I’ve watched the pendulum swing back and forth on the wisdom of mom sharing her bed with a baby. The American Pediatric Society has come out against the practice, because of a higher incidence of sudden infant death. But nearly half of all British moms sleep with their baby at times, and one-fifth share a bed regularly during the first year.
According to a British study published in [the October 2010 issue of] Pediatrics, the value of breastfeeding should be considered before advising mothers not to share beds with their infants. The results showed that mothers who shared a bed with their newborns were better educated and of a higher socioeconomic status, and that those whose children routinely slept in their beds during the first 15 months of life reported a significantly greater incidence of breastfeeding.
“Both cross-sectional epidemiological and sleep laboratory studies showed close links between the frequency and duration of breastfeeding and the practice of bed sharing,” writes Peter Blair, PhD, Community-Based Medicine and Social Medicine, University of Bristol, United Kingdom, the author of the study.

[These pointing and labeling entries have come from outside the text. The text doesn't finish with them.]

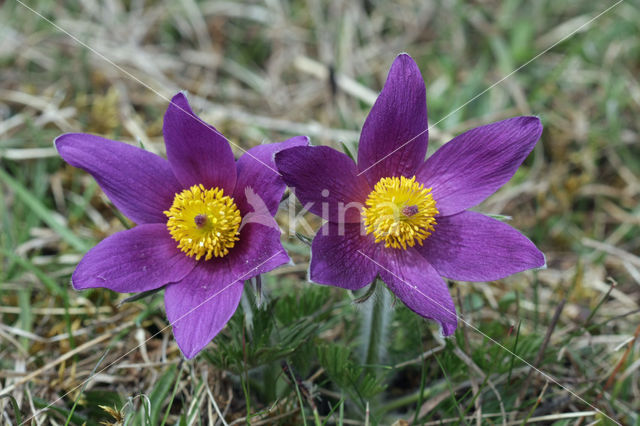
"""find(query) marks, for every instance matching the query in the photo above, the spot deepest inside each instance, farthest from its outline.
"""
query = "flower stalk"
(375, 324)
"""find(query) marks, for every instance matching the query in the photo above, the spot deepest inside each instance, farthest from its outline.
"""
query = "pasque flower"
(404, 219)
(204, 220)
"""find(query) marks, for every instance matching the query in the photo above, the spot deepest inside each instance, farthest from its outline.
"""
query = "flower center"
(400, 211)
(204, 222)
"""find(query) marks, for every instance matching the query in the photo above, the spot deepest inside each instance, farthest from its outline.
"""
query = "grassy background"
(269, 70)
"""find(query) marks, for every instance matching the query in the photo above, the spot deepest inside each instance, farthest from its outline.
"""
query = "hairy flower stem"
(376, 319)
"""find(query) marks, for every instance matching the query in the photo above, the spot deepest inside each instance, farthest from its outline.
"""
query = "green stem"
(376, 321)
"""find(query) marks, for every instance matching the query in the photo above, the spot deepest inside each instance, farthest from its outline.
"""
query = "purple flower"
(204, 221)
(405, 219)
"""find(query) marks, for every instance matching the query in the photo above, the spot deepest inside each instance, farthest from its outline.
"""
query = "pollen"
(204, 222)
(400, 212)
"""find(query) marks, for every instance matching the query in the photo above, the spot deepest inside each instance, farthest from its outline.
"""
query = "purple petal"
(198, 153)
(257, 171)
(258, 251)
(475, 164)
(139, 259)
(411, 278)
(139, 183)
(340, 256)
(395, 135)
(200, 305)
(325, 181)
(470, 246)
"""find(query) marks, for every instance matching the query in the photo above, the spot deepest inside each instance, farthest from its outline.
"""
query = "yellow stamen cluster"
(400, 211)
(204, 222)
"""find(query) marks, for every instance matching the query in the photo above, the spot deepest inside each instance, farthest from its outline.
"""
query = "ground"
(556, 346)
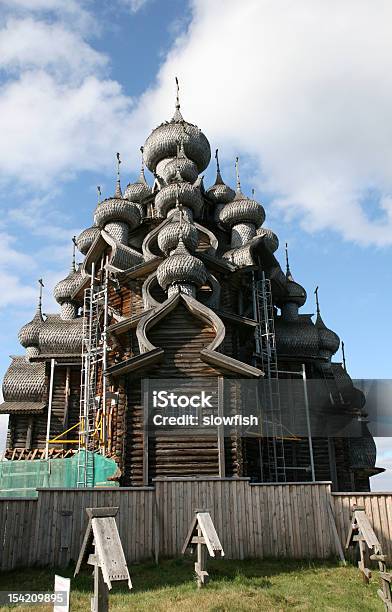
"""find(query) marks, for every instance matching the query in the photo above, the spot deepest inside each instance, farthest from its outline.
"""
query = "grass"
(234, 586)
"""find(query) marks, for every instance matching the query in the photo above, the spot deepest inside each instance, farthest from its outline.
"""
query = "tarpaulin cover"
(22, 478)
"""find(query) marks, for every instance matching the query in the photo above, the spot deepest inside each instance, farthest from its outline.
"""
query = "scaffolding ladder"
(272, 434)
(92, 399)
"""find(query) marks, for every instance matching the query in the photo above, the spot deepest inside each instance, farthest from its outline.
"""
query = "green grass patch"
(234, 586)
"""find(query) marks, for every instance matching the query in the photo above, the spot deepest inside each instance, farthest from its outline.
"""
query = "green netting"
(22, 478)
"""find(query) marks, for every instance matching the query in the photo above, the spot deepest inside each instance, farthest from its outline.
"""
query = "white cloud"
(134, 5)
(304, 88)
(51, 130)
(27, 44)
(75, 12)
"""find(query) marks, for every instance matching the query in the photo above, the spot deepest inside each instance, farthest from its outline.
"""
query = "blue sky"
(300, 91)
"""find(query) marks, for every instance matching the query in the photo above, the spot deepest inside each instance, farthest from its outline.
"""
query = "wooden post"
(100, 599)
(221, 433)
(200, 565)
(201, 537)
(29, 435)
(52, 364)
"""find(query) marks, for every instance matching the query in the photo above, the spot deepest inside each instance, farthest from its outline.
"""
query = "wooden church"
(179, 281)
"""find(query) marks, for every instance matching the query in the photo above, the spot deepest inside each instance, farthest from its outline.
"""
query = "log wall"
(290, 520)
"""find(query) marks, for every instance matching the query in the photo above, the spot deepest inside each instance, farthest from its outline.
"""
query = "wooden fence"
(288, 520)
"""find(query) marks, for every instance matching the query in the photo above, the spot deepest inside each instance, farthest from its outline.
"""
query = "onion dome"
(181, 267)
(242, 209)
(29, 333)
(189, 196)
(59, 336)
(219, 192)
(86, 239)
(295, 293)
(116, 209)
(329, 342)
(138, 191)
(297, 337)
(171, 233)
(162, 142)
(179, 167)
(65, 288)
(270, 238)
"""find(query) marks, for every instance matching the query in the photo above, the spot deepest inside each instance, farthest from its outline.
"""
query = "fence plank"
(254, 520)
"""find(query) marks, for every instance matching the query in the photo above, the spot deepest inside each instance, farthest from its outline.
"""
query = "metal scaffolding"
(92, 428)
(272, 441)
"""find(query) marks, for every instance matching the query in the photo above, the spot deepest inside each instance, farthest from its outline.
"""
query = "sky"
(300, 91)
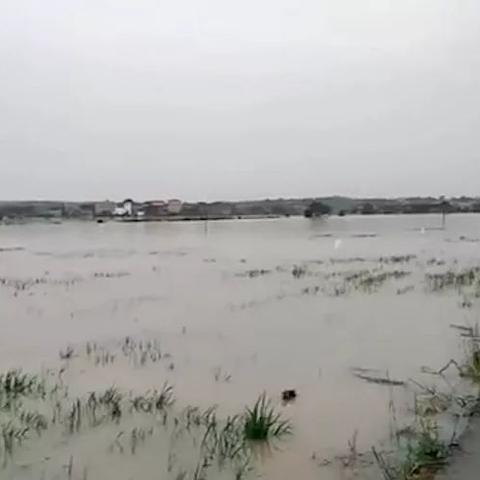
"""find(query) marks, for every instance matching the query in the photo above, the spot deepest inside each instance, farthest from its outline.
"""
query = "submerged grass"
(262, 422)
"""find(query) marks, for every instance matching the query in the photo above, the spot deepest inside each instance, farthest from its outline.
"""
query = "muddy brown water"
(222, 300)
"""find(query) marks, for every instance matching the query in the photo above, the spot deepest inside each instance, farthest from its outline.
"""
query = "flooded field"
(146, 342)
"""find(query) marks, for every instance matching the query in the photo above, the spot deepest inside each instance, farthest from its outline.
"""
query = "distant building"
(129, 207)
(104, 209)
(174, 206)
(155, 208)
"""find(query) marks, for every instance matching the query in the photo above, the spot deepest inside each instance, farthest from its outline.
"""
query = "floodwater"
(241, 307)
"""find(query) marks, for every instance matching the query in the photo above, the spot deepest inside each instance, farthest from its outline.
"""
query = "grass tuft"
(262, 422)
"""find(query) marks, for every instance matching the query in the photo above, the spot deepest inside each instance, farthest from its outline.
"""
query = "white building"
(174, 206)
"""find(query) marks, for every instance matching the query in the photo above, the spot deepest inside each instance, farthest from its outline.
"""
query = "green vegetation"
(263, 423)
(317, 209)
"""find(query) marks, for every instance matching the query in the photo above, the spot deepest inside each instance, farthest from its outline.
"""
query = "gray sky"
(222, 99)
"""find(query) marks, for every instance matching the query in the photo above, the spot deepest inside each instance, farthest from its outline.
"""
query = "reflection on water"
(268, 304)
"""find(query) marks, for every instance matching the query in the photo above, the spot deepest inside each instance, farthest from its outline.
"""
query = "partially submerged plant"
(261, 422)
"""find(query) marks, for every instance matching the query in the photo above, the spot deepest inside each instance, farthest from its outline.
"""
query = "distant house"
(104, 209)
(129, 207)
(155, 208)
(174, 206)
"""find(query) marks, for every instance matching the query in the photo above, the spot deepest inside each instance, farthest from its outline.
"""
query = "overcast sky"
(223, 99)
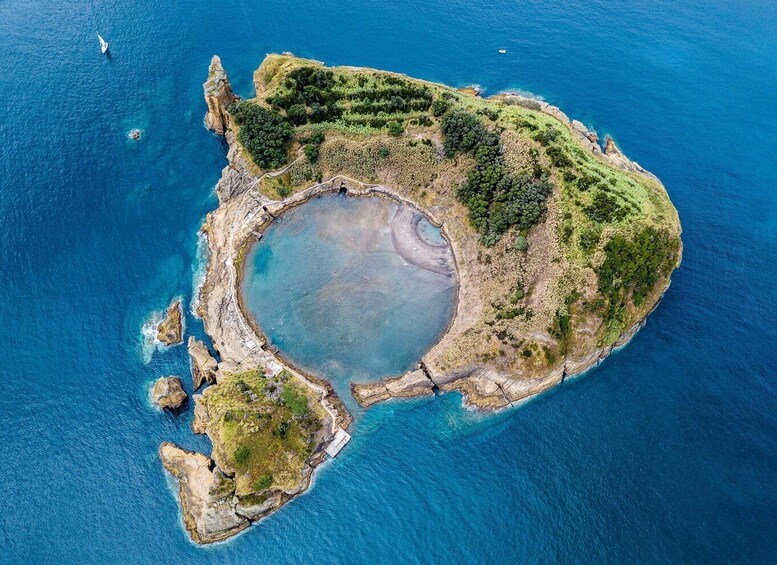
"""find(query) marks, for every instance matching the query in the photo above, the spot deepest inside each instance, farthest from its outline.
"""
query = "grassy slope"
(525, 294)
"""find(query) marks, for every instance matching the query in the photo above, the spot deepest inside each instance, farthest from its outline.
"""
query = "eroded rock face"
(204, 366)
(218, 96)
(168, 393)
(170, 331)
(411, 384)
(207, 495)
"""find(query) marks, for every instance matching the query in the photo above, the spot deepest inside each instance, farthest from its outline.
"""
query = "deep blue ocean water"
(309, 278)
(666, 453)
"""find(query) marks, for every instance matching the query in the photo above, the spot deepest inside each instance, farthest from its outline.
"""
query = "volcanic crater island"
(558, 249)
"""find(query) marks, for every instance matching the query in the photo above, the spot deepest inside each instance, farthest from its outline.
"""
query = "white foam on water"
(199, 270)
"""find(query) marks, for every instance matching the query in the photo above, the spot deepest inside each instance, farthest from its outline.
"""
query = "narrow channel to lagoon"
(665, 453)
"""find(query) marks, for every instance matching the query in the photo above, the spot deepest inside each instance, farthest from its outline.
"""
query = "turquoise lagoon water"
(328, 288)
(665, 453)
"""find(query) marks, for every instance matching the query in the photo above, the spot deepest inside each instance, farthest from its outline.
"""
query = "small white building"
(341, 438)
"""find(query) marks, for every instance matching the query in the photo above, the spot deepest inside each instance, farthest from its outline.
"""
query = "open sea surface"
(328, 288)
(665, 453)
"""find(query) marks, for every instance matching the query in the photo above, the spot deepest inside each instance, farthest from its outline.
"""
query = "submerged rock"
(218, 96)
(170, 331)
(207, 495)
(168, 393)
(204, 366)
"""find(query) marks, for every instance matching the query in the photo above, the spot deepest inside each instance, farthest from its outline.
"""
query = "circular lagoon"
(351, 288)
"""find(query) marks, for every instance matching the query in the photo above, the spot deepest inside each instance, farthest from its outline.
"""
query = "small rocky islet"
(561, 250)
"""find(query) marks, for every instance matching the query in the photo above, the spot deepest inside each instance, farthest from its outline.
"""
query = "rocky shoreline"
(212, 510)
(482, 386)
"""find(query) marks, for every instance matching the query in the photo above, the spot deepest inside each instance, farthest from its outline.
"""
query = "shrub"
(396, 128)
(633, 266)
(548, 135)
(463, 132)
(605, 209)
(263, 482)
(297, 114)
(311, 152)
(588, 240)
(295, 401)
(439, 107)
(497, 199)
(264, 133)
(557, 157)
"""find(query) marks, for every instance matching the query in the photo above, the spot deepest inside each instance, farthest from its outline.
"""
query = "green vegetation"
(632, 267)
(497, 199)
(295, 401)
(526, 181)
(264, 133)
(317, 95)
(242, 454)
(263, 429)
(263, 482)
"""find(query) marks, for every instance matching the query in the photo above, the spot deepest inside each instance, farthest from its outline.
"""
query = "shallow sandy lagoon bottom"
(351, 288)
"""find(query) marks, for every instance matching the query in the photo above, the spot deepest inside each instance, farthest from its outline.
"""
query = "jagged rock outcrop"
(170, 330)
(218, 96)
(201, 416)
(207, 495)
(168, 393)
(204, 366)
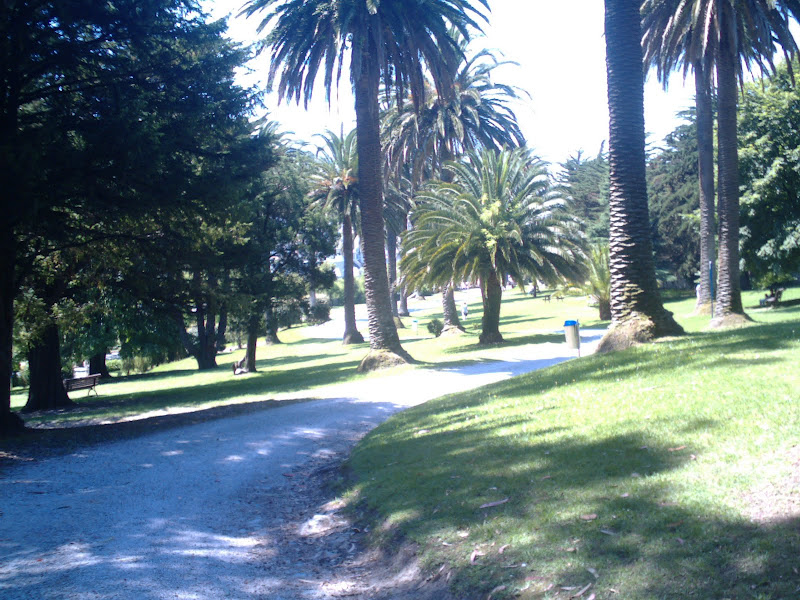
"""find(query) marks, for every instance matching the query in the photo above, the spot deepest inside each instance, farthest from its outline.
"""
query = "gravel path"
(230, 508)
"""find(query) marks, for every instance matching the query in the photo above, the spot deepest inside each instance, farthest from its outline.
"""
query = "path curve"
(183, 514)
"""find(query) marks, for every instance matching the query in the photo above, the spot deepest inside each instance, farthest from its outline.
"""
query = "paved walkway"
(180, 514)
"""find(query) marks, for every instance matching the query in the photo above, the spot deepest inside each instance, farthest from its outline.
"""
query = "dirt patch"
(383, 359)
(638, 329)
(324, 551)
(778, 501)
(729, 321)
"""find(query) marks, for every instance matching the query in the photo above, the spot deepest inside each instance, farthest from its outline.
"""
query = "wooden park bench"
(772, 299)
(83, 383)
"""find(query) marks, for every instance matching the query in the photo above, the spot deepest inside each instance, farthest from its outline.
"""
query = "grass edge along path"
(668, 471)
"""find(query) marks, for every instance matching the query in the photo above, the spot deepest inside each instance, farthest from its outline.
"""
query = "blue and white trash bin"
(572, 333)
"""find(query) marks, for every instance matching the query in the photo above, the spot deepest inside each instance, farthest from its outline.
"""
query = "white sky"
(561, 54)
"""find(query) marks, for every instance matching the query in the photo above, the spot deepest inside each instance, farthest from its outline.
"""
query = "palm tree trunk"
(351, 333)
(635, 299)
(402, 310)
(391, 251)
(705, 166)
(491, 294)
(729, 297)
(450, 310)
(382, 331)
(10, 423)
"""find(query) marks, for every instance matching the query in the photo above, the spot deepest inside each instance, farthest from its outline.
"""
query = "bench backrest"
(81, 383)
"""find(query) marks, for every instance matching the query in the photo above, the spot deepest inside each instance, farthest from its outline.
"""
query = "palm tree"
(336, 187)
(476, 115)
(666, 55)
(598, 283)
(730, 37)
(636, 308)
(497, 219)
(390, 40)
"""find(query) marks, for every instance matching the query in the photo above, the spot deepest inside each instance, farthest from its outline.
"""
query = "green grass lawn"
(304, 363)
(668, 471)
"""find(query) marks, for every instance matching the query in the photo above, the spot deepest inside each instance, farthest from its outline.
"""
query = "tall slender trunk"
(46, 391)
(222, 327)
(253, 325)
(391, 255)
(97, 365)
(492, 295)
(271, 335)
(382, 330)
(705, 167)
(391, 252)
(729, 295)
(351, 333)
(205, 351)
(9, 422)
(449, 308)
(634, 290)
(402, 309)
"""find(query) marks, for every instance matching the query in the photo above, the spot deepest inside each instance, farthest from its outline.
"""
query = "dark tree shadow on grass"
(600, 507)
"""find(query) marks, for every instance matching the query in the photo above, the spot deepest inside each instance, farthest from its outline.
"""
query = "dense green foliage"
(585, 182)
(769, 150)
(498, 219)
(674, 207)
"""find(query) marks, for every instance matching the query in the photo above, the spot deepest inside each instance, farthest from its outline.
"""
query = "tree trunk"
(10, 423)
(205, 351)
(46, 391)
(222, 328)
(391, 254)
(382, 330)
(402, 310)
(729, 296)
(450, 310)
(604, 308)
(705, 167)
(253, 323)
(351, 333)
(271, 335)
(97, 365)
(634, 290)
(492, 295)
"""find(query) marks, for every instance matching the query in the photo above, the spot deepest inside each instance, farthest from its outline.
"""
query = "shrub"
(336, 293)
(435, 326)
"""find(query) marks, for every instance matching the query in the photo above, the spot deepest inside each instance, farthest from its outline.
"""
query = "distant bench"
(773, 299)
(83, 383)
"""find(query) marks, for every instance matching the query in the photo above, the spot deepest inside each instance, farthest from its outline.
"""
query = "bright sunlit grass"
(304, 362)
(667, 471)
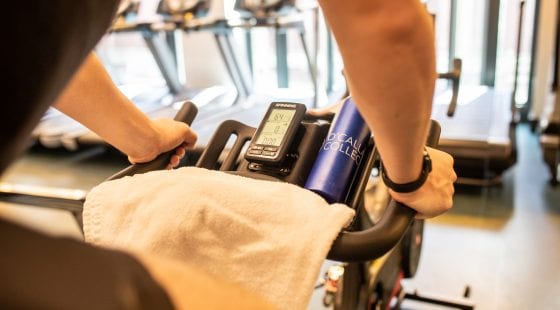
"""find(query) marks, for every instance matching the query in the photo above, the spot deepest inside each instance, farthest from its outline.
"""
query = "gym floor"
(503, 242)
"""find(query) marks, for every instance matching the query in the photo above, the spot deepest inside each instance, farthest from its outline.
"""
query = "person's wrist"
(147, 145)
(412, 185)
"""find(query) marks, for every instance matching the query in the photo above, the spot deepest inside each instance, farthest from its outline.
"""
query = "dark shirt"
(44, 42)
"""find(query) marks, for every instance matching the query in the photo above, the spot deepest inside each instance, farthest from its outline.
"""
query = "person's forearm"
(389, 59)
(92, 98)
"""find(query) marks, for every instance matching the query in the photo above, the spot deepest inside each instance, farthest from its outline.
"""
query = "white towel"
(270, 237)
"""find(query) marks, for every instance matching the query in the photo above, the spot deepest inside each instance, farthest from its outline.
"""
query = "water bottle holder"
(216, 156)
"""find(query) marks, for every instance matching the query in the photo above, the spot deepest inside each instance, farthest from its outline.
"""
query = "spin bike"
(391, 244)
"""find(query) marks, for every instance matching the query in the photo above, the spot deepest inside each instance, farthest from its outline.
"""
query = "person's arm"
(92, 99)
(389, 60)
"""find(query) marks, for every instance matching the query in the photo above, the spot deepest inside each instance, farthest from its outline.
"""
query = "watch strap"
(410, 186)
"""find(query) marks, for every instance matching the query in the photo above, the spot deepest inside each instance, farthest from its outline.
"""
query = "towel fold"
(270, 237)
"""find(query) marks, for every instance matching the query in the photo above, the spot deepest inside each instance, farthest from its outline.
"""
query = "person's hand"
(170, 135)
(436, 195)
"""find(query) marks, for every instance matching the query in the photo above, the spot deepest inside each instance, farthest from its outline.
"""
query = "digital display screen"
(275, 127)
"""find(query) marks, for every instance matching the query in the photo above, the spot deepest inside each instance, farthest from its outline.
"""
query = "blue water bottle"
(340, 155)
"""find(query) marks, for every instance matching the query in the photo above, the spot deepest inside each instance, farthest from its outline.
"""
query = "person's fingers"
(174, 161)
(180, 151)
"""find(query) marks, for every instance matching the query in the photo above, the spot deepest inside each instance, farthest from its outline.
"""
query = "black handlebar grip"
(186, 114)
(374, 242)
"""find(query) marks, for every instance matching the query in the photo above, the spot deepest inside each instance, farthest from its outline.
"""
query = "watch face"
(260, 4)
(181, 5)
(123, 5)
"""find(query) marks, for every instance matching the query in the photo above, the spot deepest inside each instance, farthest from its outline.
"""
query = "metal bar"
(488, 72)
(237, 67)
(434, 301)
(227, 63)
(452, 32)
(73, 206)
(165, 60)
(330, 61)
(281, 58)
(311, 64)
(517, 55)
(556, 50)
(249, 49)
(315, 69)
(524, 113)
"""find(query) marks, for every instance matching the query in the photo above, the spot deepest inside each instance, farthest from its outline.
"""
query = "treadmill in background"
(550, 122)
(156, 25)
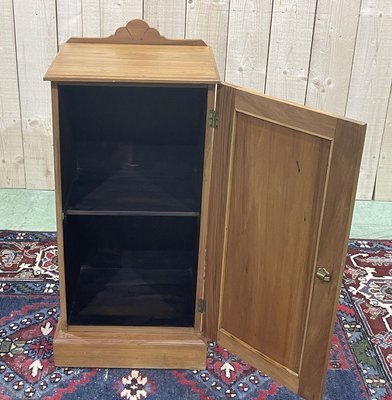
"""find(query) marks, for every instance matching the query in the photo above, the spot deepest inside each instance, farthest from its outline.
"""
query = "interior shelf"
(133, 191)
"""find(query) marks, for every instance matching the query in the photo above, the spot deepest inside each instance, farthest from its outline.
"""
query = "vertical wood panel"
(370, 84)
(208, 20)
(11, 142)
(383, 189)
(332, 54)
(249, 28)
(168, 16)
(91, 18)
(69, 19)
(36, 40)
(117, 13)
(290, 43)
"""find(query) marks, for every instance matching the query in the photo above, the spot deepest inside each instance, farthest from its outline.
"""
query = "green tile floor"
(34, 210)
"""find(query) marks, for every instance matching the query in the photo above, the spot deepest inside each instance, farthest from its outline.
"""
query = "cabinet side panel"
(335, 228)
(59, 219)
(217, 207)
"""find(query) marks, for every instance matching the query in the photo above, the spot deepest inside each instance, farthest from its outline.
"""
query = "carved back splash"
(138, 31)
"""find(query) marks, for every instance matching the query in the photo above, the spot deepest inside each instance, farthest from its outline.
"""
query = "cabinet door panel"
(289, 194)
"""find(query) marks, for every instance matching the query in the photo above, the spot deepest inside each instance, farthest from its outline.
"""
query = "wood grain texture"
(217, 208)
(283, 375)
(137, 31)
(168, 16)
(286, 113)
(370, 84)
(126, 350)
(118, 13)
(101, 62)
(36, 41)
(289, 52)
(324, 212)
(339, 203)
(12, 174)
(247, 48)
(383, 189)
(332, 54)
(205, 215)
(208, 19)
(69, 20)
(59, 205)
(276, 184)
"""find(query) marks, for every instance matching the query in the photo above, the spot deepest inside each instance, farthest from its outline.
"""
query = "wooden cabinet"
(189, 209)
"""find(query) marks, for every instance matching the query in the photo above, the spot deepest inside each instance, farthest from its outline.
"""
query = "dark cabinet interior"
(132, 164)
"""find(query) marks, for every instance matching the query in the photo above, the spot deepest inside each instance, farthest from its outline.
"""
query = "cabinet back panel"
(132, 148)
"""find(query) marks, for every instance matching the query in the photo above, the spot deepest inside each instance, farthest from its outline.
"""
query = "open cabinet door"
(283, 187)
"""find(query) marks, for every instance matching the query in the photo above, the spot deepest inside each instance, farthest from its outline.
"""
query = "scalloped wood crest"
(138, 31)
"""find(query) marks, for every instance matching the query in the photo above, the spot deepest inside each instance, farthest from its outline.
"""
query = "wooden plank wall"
(330, 54)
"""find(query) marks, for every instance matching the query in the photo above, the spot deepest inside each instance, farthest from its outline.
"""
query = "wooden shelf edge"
(111, 350)
(132, 213)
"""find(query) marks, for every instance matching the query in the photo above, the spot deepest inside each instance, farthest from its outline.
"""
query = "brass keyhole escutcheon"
(323, 274)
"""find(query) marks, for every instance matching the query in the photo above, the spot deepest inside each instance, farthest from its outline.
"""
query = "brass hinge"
(212, 119)
(201, 306)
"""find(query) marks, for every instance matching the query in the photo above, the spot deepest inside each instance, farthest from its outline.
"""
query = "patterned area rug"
(361, 355)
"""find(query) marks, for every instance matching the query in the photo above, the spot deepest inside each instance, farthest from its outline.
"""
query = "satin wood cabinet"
(188, 209)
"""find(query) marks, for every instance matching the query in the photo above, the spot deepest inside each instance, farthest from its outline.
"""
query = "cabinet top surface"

This study mentioned that women who bed share with infants were more highly educated and, thus, are more likely to follow other infant safety guidelines. Unsafe infant care practices are sleeping on sofas, bed sharing after use of alcohol or drugs, and bed sharing by parents who smoke.
I can still remember my two children as newborns and how wonderful it was to bring them into bed with me throughout the night to breastfeed. It made no sense to get up and sit in a chair, and one of the advantages of breastfeeding is that you don’t need to warm bottles. As babies get older, however, they squirm around too much and getting a good night’s sleep is pretty hard.
The “family bed” is a common practice in most parts of the world, and this study shows why it might be preferable for new moms.